11:53 JST, August 19, 2022
A Tennessee woman is facing murder charges after allegedly smuggling methamphetamine into prison and passing it through a kiss to her incarcerated boyfriend, who later died of an overdose.
Rachal Dollard, 33, was arrested over the weekend and charged with second-degree murder and introduction of contraband into a penal facility, the Tennessee Department of Correction said in a news release. Authorities said she was spotted giving drugs to Joshua Brown as the two shared a kiss during a February visit at the Turney Center Industrial Complex. Brown swallowed a small balloon filled with half an ounce of methamphetamine and died at a hospital.
“This incident points to the real dangers of introducing contraband into prisons and the consequences that follow,” David Imhof, director of the department’s Office of Investigations and Conduct, said in a prepared statement. “Our agency will pursue prosecution against any individual who threatens the safety and security of our staff, the men and women in our custody, and our facilities.”
Brown, 30, had been serving an 11-year sentence on drug-related charges that was expected to end in 2029.

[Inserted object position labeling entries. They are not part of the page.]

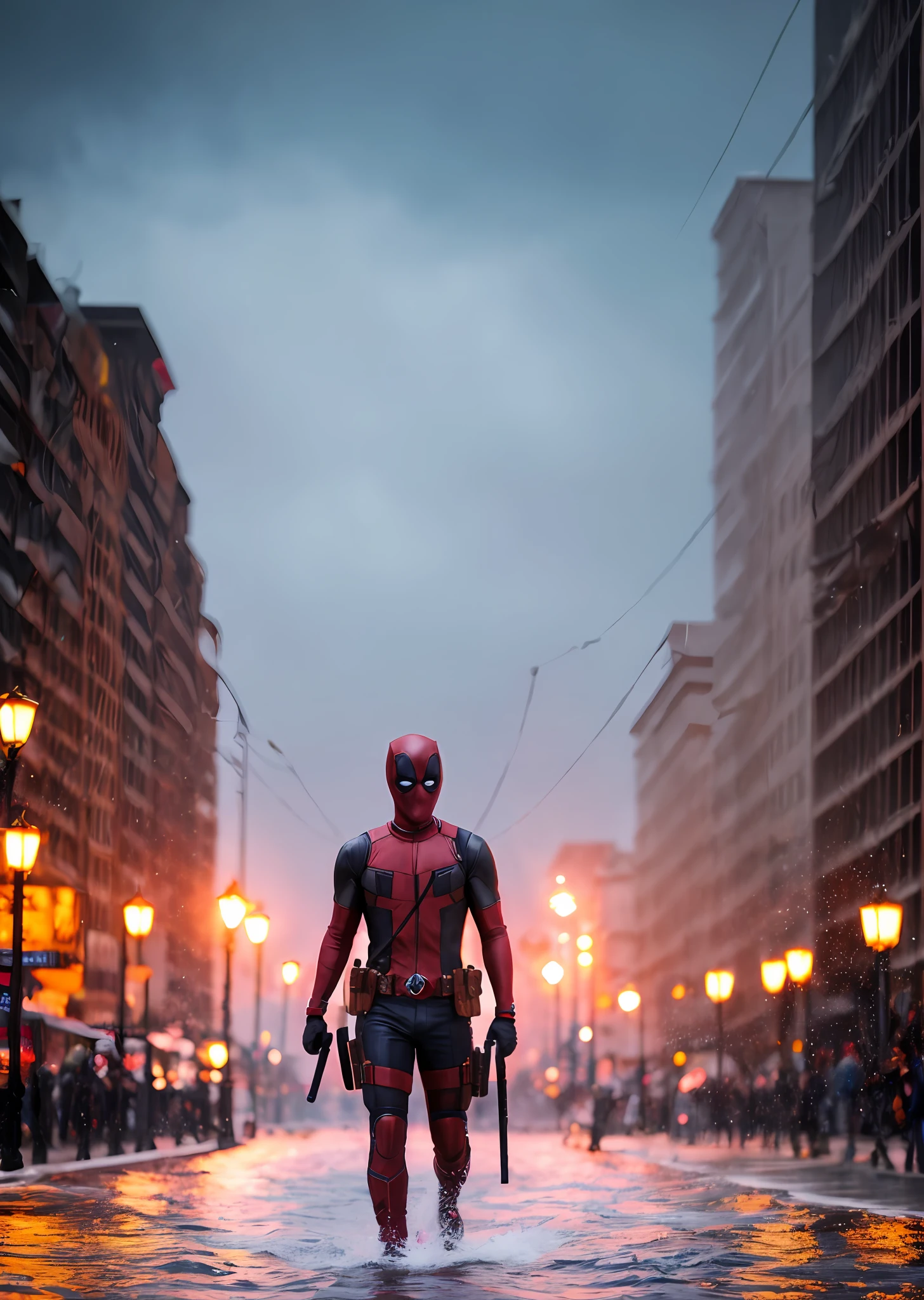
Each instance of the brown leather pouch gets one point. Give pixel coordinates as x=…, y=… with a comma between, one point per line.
x=467, y=991
x=362, y=992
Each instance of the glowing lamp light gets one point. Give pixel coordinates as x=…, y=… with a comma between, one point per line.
x=800, y=965
x=138, y=915
x=258, y=927
x=21, y=846
x=719, y=986
x=881, y=925
x=774, y=974
x=17, y=714
x=563, y=904
x=218, y=1054
x=233, y=906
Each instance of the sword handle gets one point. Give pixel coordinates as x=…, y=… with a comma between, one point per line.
x=319, y=1069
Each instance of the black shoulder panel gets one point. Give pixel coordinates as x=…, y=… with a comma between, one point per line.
x=347, y=870
x=481, y=874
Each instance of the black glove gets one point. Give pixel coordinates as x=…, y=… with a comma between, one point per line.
x=312, y=1039
x=503, y=1034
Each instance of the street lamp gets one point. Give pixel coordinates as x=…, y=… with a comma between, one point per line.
x=631, y=1000
x=258, y=927
x=563, y=904
x=719, y=986
x=290, y=972
x=881, y=926
x=21, y=847
x=233, y=908
x=138, y=917
x=553, y=972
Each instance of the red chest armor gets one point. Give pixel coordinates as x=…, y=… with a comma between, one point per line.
x=398, y=872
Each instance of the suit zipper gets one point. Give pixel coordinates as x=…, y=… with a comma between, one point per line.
x=416, y=921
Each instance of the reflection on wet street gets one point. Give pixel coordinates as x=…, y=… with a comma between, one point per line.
x=289, y=1216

It was not clear on Thursday whether Dollard had obtained an attorney. She was stunned by her arrest, her mother said in an interview with NBC News.
“She says she didn’t do it. She says that’s not what happened, that she didn’t do it, that she didn’t do this. She cared a lot about Josh,” Sonia Dollard told the outlet. “I wasn’t there, so I don’t know, but she’s denying this happened.”
Rachal Dollard is not the first to be arrested for a jailhouse kiss that turned fatal. An Oregon woman, Melissa Ann Blair, was arrested after passing seven tiny methamphetamine-filled balloons to her boyfriend, Anthony Powell, while kissing at the Oregon State Penitentiary in 2016. Two of the balloons ruptured in his stomach, and he died of methamphetamine toxicity, the New York Post reported.
Blair was sentenced in 2017 to two years in prison on a drug conspiracy charge. A judge said at the time that while it was “tragic and sad,” Powell “shares responsibility for what happened.”
A Tennessee Department of Correction spokeswoman did not immediately respond to inquiries into how Dollard was able to sneak drugs into the facility. The news release about her arrest said the department “employs a variety of tools to try to prevent the introduction of contraband into Tennessee prisons.” Those tools include pat-downs of those entering facilities, vehicle and cell searches and drug-sniffing dogs. Body scanners are also being added.
Dollard could face up to 60 years behind bars if found guilty of the murder charge. In the interview with NBC News, her mother said that, “we’ve all been kind of blindsided by this.”
“It’s a tragic, tragic, tragic thing for Josh’s family and our family, and we are just praying for God to come into this and help us all through it,” she added.